After retailers on Tuesday night reported disruptions in the supply of bottled Mey Eden (Eden Water) due to pollution, the bottler announced that samples taken from the Salukia spring have revealed “deviations from the standard.” The flow of water from the spring to the plant was halted and the sampling results were reported to the Health Ministry.
Mey Eden insisted, however, that the water in its stock “was found to be normal.”
Reports of an outbreak of Leptospirosis in northern Israel are receiving a growing support, as on Wednesday morning, four students ages 14 and 15 were hospitalized at the Mayanei Hayeshua Medical Center in B’nei B’rak on suspicion of contracting the disease on a trip to the Jordan River.
Professor Eli Somekh, director of the Mayanei HaYeshua Children’s Department, said that “two of the students were hospitalized on Monday night and two more on Tuesday.

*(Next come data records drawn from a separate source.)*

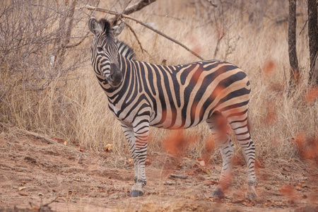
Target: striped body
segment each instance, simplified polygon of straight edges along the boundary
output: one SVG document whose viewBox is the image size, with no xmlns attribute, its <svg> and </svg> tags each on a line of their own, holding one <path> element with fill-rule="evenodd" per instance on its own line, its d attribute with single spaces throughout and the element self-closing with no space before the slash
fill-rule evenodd
<svg viewBox="0 0 318 212">
<path fill-rule="evenodd" d="M 151 126 L 187 129 L 235 104 L 247 109 L 249 81 L 229 63 L 204 61 L 163 66 L 119 58 L 122 84 L 114 90 L 100 82 L 108 94 L 110 110 L 124 122 L 132 123 L 138 111 L 146 110 Z"/>
<path fill-rule="evenodd" d="M 120 25 L 112 29 L 106 20 L 91 18 L 89 27 L 95 35 L 92 66 L 110 110 L 122 124 L 134 159 L 131 196 L 141 196 L 146 184 L 149 126 L 187 129 L 206 121 L 223 158 L 219 184 L 213 195 L 223 197 L 230 184 L 235 147 L 229 124 L 247 163 L 248 195 L 256 197 L 255 147 L 247 124 L 251 90 L 244 71 L 216 60 L 177 66 L 136 61 L 132 49 L 114 39 L 118 29 L 122 30 Z"/>
</svg>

Because the boys exhibited clinical symptoms, and laboratory tests suggest Leptospirosis, they are being treated with fluids and specific antibiotics.”
Somekh added: “The emergency room at Maayaney HaYeshua is preparing for the absorption of additional students during the next 24 hours.”
Leptospirosis is an infection caused by corkscrew-shaped bacteria called Leptospira. Signs and symptoms can range from none to mild, such as headaches, muscle pains, and fevers; to severe with bleeding from the lungs or meningitis. If the infection causes the patient to turn yellow, have kidney failure and bleeding, it is then known as Weil’s disease. If it also causes bleeding into the lungs then it is known as severe pulmonary hemorrhage syndrome.
The Health Ministry said this week that 14 Israelis had contracted Leptospirosis. Dozens of people have already arrived at hospitals, reporting abdominal pain, diarrhea and high fever – and it turned out that about half of them had contracted the disease.
Meanwhile, the Upper Galilee Regional Council issued a clarification according to which “there is no danger in sailing or bathing in the streams of the Galilee.” According to the announcement, reports of an intention to close the Galilee’s rivers are not true, and the Nature and Parks Authority has not issued any guidelines or concerns about the disease in the Galilee.